Ahh, 2004, when Murdoch spirited the company’s domicile from Australia to Delaware in the US where the regulation is hydrogen lite and the concern for corporate governance is even less imposing.
Just imagine if it had been Fairfax Media or Kerry Stokes, or James Packer pulling a similar swiftie. The Murdoch papers would have been all over the story, barking and baying for blood (especially if there was a Labor government or fellow traveller involved). But not a peep from the the watchdogs of public morality at Holt Street in Sydney about their company’s tax tap dance and how it came unstuck in Canberra. Even more reason for News Ltd to view Canberra with disdain?
Another story you won’t see covered in any detail in the News Ltd papers is about the real financial position of the Shine TV production company that News Corp is negotiating to buy.
According to a document doing the rounds of the Sydney investment managers, the Shine production company, 53% owned by Elizabeth Murdoch, has net current assets of just £1.3 million and 95% of its fixed assets of £220 million is goodwill. It had revenues of £257 million and a gross profit margin that rose to 28%. Earnings before interest, tax, depreciation and amortisation rose 3.4%, to £28.4 million. According to media reports, Murdoch senior proposes that his family company (aka News Corp), pay a reported £450 million or about $720 million. That’s about 26 times Shine’s EBITDA, which is very, very high.

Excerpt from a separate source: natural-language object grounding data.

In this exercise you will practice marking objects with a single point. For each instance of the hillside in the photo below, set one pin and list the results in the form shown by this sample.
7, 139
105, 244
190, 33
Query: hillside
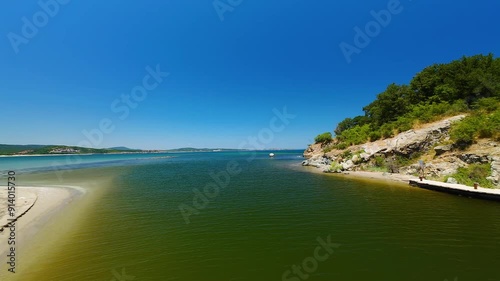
6, 149
447, 118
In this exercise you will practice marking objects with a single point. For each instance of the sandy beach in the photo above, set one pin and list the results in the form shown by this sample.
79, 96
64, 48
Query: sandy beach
35, 207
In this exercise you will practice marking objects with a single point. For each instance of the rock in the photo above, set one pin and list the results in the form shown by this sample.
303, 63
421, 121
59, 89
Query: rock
365, 156
348, 165
356, 159
473, 158
495, 170
443, 149
318, 162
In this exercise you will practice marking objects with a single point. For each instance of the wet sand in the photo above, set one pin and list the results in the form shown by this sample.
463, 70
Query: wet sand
35, 207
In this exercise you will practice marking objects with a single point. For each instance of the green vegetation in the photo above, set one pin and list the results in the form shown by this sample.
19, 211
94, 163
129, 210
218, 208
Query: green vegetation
335, 166
324, 138
484, 122
474, 173
469, 85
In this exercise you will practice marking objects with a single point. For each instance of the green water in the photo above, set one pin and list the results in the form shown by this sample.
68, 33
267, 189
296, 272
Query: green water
269, 217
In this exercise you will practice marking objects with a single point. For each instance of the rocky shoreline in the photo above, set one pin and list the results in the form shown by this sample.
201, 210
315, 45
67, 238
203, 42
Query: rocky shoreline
430, 144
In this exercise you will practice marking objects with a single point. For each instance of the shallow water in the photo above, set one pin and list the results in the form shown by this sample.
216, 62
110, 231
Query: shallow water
270, 216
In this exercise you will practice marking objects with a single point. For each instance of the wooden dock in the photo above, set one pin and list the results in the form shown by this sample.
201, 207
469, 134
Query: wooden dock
458, 189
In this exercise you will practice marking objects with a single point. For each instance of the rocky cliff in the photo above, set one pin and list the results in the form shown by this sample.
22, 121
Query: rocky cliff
401, 154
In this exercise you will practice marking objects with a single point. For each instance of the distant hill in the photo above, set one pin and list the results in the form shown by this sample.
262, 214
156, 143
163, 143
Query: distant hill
123, 148
7, 149
192, 149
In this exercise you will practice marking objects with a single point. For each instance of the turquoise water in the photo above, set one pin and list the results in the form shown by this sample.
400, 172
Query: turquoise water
269, 215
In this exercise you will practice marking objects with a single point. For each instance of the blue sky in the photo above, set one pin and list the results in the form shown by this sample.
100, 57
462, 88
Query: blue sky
225, 77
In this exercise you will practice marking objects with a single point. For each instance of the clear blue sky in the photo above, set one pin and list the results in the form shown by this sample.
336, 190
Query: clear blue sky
226, 77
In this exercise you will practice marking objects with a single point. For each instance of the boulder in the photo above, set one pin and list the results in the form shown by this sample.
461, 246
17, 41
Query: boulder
348, 165
443, 149
473, 158
356, 159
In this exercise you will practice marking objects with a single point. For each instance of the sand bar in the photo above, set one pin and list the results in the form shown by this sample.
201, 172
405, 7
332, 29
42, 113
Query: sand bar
35, 206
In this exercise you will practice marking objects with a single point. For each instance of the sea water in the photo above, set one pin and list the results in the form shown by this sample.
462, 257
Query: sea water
245, 216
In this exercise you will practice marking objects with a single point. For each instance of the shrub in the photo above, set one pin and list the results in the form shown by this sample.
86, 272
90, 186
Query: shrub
380, 162
335, 166
387, 131
324, 138
374, 135
463, 132
347, 154
474, 173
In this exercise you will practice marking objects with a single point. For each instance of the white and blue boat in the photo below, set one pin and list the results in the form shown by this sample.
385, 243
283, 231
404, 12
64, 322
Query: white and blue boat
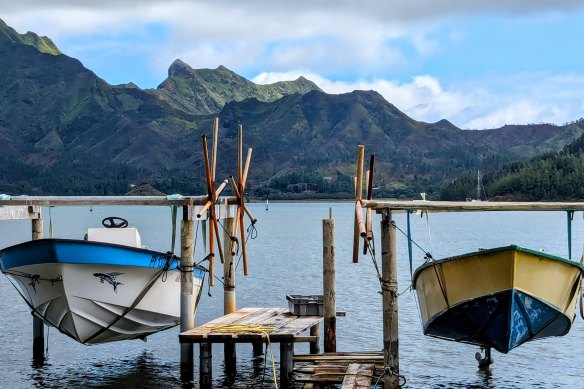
104, 288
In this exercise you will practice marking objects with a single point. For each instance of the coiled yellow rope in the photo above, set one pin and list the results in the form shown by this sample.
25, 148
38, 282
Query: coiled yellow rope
265, 330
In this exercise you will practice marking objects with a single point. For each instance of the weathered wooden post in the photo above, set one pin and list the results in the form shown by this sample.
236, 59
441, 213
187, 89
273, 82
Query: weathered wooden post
229, 305
38, 327
206, 365
286, 364
329, 284
389, 295
187, 300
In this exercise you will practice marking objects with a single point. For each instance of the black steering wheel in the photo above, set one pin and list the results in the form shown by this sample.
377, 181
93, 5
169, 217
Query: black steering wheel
114, 222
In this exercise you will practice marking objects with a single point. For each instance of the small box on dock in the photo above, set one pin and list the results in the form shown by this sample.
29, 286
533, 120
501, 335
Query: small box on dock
312, 305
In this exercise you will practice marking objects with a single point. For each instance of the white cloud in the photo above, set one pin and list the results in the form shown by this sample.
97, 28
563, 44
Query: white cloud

The Australian Financial Review’s Chanticleer columnist revealed the details today. Tony Boyd (aka Chanticleer) said an analysis of the Shine accounts has been prepared by Alex Pollak, media analyst at Macquarie (and married to Sydney Morning Herald business columnist Elizabeth Knight). That will whip up more anti-Fairfax fervor at News Ltd, especially at The Australian, where most of the senior staff regard themselves as The Australian Financial Review in exile.
Chanticleer says the details in the accounts have not gone down well with Australian fund managers, and suggests the purchase needs independent scrutiny of the valuation. That’s a fine, noble sentiment, but unfortunately not one held over at News Ltd.
Valuations, cost benefit analyses and independent expert reports are for other companies and governments, not for News Corp, especially where the family is involved. The family? Yes, the Murdochs. All the Shine buy will be is a simple transfer of shareholder wealth from the non-Murdoch shareholders (who own the majority of News Corp), to the Murdoch family in Elizabeth Murdoch. How do you value the phrase, “Thanks dad”.
But do remember the Shine deal when next you read or hear someone at News Ltd calling for a cost benefit analysis of the NBN or any other proposal.
With the Shine deal in the offing, it’s no wonder the News Ltd papers gave a lot of publicity to the announcement yesterday from Ten Network that it had renewed the MasterChef franchise with Shine Australia. MasterChef had been produced in Australia under sub-licence by Fremantle International for Ten. Now its Shine’s and this is the big program for both. Got to keep the publicity flowing for what will be a rotten deal for non-Murdoch shareholders of News Corp.